Even some of the more upscale delis brag about their tuna fish salad and there is a world of ingredients that can be added, from olives, red onions to capers, but the real

trick is to use your tuna fish fresh. You do not have to steam it like the factories do when it is canned, and you can cook it any way you like, then toss with the other ingredients.

Serve this one on good wheat bread or as a bruschetta on toasted French bread rounds.


1 whole filet of tuna about 1 inch thick

1/4 cup diced celery

1/4 cup diced red onion

1 seeded and chopped jalapeño (optional)

1/2 cup mayo (homemade is always best)

2 tablespoons German mustard

2-3 tablespoons good olive oil

Bread of your choice

Dice the tuna in 1/2- to 3/4-inch cubes and toss in 2 tablespoons of mustard. Sear very quickly in a hot pan with just a little oil. Remove and set aside.

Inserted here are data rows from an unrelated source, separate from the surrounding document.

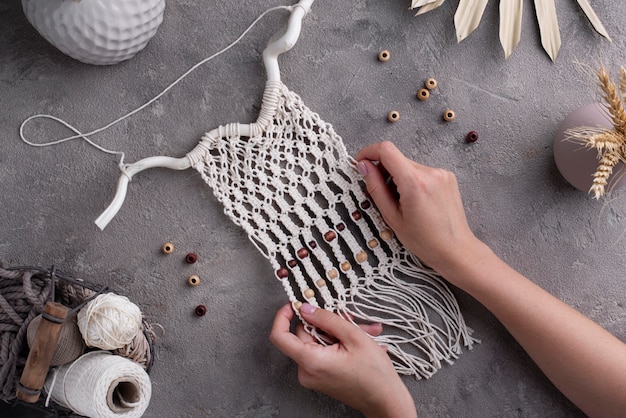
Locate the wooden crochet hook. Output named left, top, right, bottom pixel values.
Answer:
left=17, top=302, right=69, bottom=403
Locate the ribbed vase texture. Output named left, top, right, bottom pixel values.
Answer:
left=22, top=0, right=165, bottom=65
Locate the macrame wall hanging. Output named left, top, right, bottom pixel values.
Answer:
left=22, top=0, right=476, bottom=378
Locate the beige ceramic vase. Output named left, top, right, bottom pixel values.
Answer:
left=554, top=103, right=626, bottom=196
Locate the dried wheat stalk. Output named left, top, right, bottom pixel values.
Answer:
left=565, top=66, right=626, bottom=199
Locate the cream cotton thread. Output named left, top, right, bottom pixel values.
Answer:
left=187, top=81, right=477, bottom=378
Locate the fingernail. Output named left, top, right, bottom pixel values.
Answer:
left=356, top=161, right=367, bottom=177
left=300, top=303, right=317, bottom=315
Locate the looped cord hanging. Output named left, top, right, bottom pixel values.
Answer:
left=20, top=5, right=292, bottom=167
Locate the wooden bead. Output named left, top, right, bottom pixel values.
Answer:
left=443, top=109, right=456, bottom=122
left=195, top=305, right=206, bottom=316
left=380, top=229, right=393, bottom=241
left=387, top=110, right=400, bottom=122
left=465, top=131, right=478, bottom=142
left=161, top=242, right=174, bottom=254
left=417, top=89, right=430, bottom=101
left=187, top=274, right=200, bottom=286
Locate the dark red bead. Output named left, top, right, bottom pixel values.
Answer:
left=185, top=253, right=198, bottom=264
left=466, top=131, right=478, bottom=142
left=196, top=305, right=206, bottom=316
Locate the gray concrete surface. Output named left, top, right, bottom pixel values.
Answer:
left=0, top=0, right=626, bottom=418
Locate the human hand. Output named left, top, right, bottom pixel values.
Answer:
left=270, top=303, right=417, bottom=418
left=356, top=141, right=480, bottom=276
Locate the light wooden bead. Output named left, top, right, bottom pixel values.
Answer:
left=387, top=110, right=400, bottom=122
left=424, top=77, right=438, bottom=90
left=187, top=274, right=200, bottom=286
left=443, top=109, right=456, bottom=122
left=417, top=89, right=430, bottom=100
left=161, top=242, right=174, bottom=254
left=380, top=229, right=393, bottom=241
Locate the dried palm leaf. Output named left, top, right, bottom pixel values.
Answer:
left=454, top=0, right=489, bottom=42
left=500, top=0, right=524, bottom=59
left=577, top=0, right=611, bottom=41
left=411, top=0, right=608, bottom=61
left=412, top=0, right=446, bottom=16
left=411, top=0, right=437, bottom=9
left=535, top=0, right=561, bottom=62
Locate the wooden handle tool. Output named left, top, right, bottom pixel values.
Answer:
left=17, top=302, right=69, bottom=403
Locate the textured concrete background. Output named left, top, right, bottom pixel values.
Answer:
left=0, top=0, right=626, bottom=417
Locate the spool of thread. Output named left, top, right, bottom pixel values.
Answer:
left=26, top=313, right=85, bottom=367
left=44, top=351, right=152, bottom=418
left=78, top=293, right=142, bottom=350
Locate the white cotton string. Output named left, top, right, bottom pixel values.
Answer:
left=20, top=6, right=297, bottom=171
left=190, top=82, right=477, bottom=378
left=78, top=293, right=143, bottom=350
left=44, top=351, right=152, bottom=418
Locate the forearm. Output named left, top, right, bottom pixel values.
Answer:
left=442, top=243, right=626, bottom=416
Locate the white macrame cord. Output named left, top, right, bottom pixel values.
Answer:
left=187, top=81, right=475, bottom=378
left=20, top=0, right=476, bottom=378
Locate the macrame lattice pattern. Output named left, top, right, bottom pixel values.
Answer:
left=188, top=82, right=474, bottom=377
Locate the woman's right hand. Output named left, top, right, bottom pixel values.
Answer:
left=356, top=141, right=481, bottom=276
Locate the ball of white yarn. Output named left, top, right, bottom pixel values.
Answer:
left=78, top=293, right=142, bottom=350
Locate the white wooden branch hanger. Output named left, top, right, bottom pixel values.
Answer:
left=95, top=0, right=314, bottom=230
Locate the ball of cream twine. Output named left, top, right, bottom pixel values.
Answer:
left=78, top=293, right=142, bottom=350
left=44, top=351, right=152, bottom=418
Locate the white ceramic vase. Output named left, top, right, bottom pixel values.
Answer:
left=22, top=0, right=165, bottom=65
left=554, top=103, right=626, bottom=192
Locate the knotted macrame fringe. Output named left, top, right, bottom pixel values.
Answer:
left=188, top=81, right=476, bottom=378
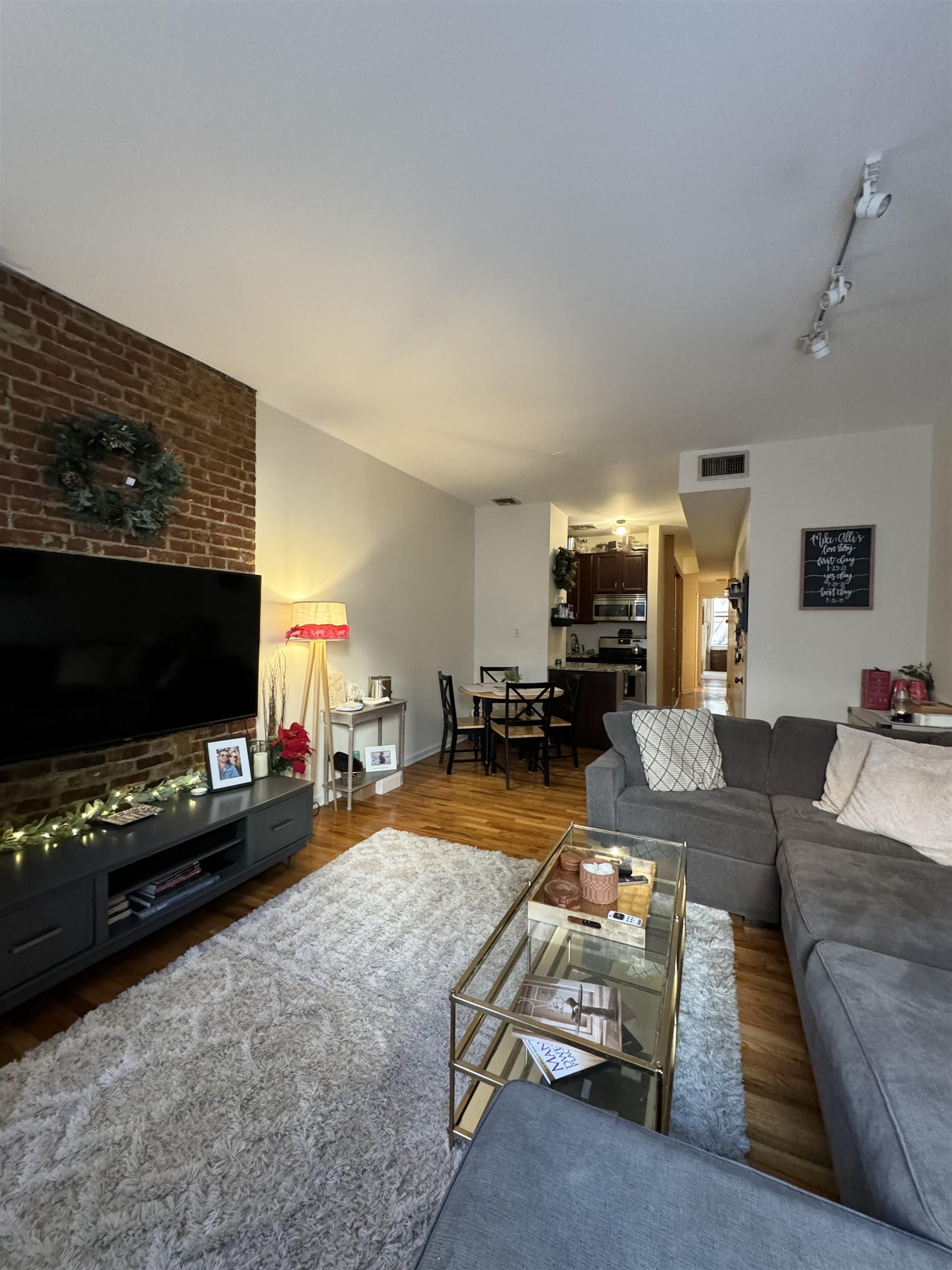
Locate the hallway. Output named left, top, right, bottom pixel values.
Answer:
left=678, top=671, right=730, bottom=714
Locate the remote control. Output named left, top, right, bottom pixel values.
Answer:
left=608, top=908, right=645, bottom=926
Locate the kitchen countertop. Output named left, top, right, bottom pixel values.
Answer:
left=548, top=661, right=645, bottom=674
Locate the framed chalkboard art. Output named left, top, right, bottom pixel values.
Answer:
left=800, top=525, right=876, bottom=609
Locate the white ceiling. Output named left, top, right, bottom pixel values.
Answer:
left=0, top=0, right=952, bottom=525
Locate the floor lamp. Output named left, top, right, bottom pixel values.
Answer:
left=287, top=601, right=350, bottom=811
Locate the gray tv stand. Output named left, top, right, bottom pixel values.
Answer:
left=0, top=776, right=313, bottom=1012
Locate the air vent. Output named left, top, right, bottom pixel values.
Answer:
left=697, top=450, right=750, bottom=480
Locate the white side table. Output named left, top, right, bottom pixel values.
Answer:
left=324, top=697, right=406, bottom=811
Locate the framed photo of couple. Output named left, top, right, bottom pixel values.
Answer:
left=204, top=736, right=252, bottom=790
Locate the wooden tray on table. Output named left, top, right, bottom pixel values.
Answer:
left=528, top=847, right=657, bottom=949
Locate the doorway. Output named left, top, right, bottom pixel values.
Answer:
left=698, top=596, right=730, bottom=714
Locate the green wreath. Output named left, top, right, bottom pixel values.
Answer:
left=47, top=414, right=185, bottom=539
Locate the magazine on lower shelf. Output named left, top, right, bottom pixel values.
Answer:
left=513, top=974, right=622, bottom=1085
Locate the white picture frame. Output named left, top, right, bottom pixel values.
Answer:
left=363, top=745, right=397, bottom=776
left=204, top=736, right=254, bottom=790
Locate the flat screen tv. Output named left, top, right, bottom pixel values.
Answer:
left=0, top=547, right=262, bottom=763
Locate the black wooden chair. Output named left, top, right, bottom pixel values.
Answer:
left=548, top=671, right=583, bottom=767
left=490, top=684, right=555, bottom=789
left=437, top=671, right=485, bottom=776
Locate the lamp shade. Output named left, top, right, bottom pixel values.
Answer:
left=287, top=599, right=350, bottom=640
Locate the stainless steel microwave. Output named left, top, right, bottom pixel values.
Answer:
left=592, top=596, right=647, bottom=622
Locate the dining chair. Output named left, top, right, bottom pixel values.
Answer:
left=437, top=671, right=485, bottom=776
left=491, top=684, right=555, bottom=789
left=548, top=671, right=583, bottom=767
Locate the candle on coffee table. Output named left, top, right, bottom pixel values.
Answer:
left=579, top=860, right=618, bottom=904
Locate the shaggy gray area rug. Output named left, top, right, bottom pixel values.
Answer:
left=0, top=830, right=744, bottom=1270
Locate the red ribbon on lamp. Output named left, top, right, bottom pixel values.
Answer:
left=290, top=601, right=350, bottom=640
left=284, top=599, right=350, bottom=811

Combine the mayo and the rest of the mustard and then whisk in the olive oil to the thickness you desire. If you make it too thick it will not coat the tuna completely. Add the celery, onion and pepper and mix well.

Add the tuna, but be careful when you mix it, as the tuna will fall apart. Toast the bread, load with the tuna and serve at room temperature or piping hot.


1 filet of tuna, about 1 inch thick

1/2 teaspoon wasabi powder or 2 tablespoons prepared wasabi

2 tablespoons rice vinegar

Course ground black pepper

Mixed greens

Combine the wasabi and vinegar and whisk thoroughly. Brush on to both sides of the tuna and let marinate for an hour or so. The tuna can be grilled or sautéed, but it should be served rare, so don't overdo it.

Season with black pepper and grill over a hot flame, but just a minute or two on each side. Remove and cut into thick slices. Arrange the greens on an attractive platter and add the sliced tuna. If you made a little extra of the marinate, use it as a garnish. Serve hot or cold.

You can use fresh tuna or best quality canned for this recipe. If you use fresh, just dice it and sauté in a little olive oil and garlic.


1 cup cooked or canned tuna

2 cloves chopped garlic

1 good pinch red pepper flakes

2-3 tablespoons roughly chopped basil

Salt and pepper

1 package spaghetti

12 black olives

Good quality olive oil

Cook the pasta according to package directions, but be sure it is al dente and not over cooked. Heat oil in a sauté pan, add the garlic and red pepper flakes and cook until the garlic is tender, but not burned.

Toss in the tuna, olives and the basil, taste and season again as necessary, cook only until it is warmed through. Place a serving of the pasta on each plate and top with a generous portion of the tuna. Serve at once.


1 can solid white albacore tuna

3 teaspoons chopped celery

2-3 tablespoons chopped yellow onion

2-3 tablespoons mayo

Salt and pepper

1-2 tablespoons sweet relish optional

Thinly sliced tomato

1 bunch fresh spinach leaves

Wheat bread

Drain the tuna and combine with the celery, onion and mayo. Season with salt and pepper, taste and re-season as necessary. Spread the tuna mixture onto a slice of bread, top with tomato and spinach leaves and cover with a second slice of bread. Run under the broiler if you want it toasted and warm.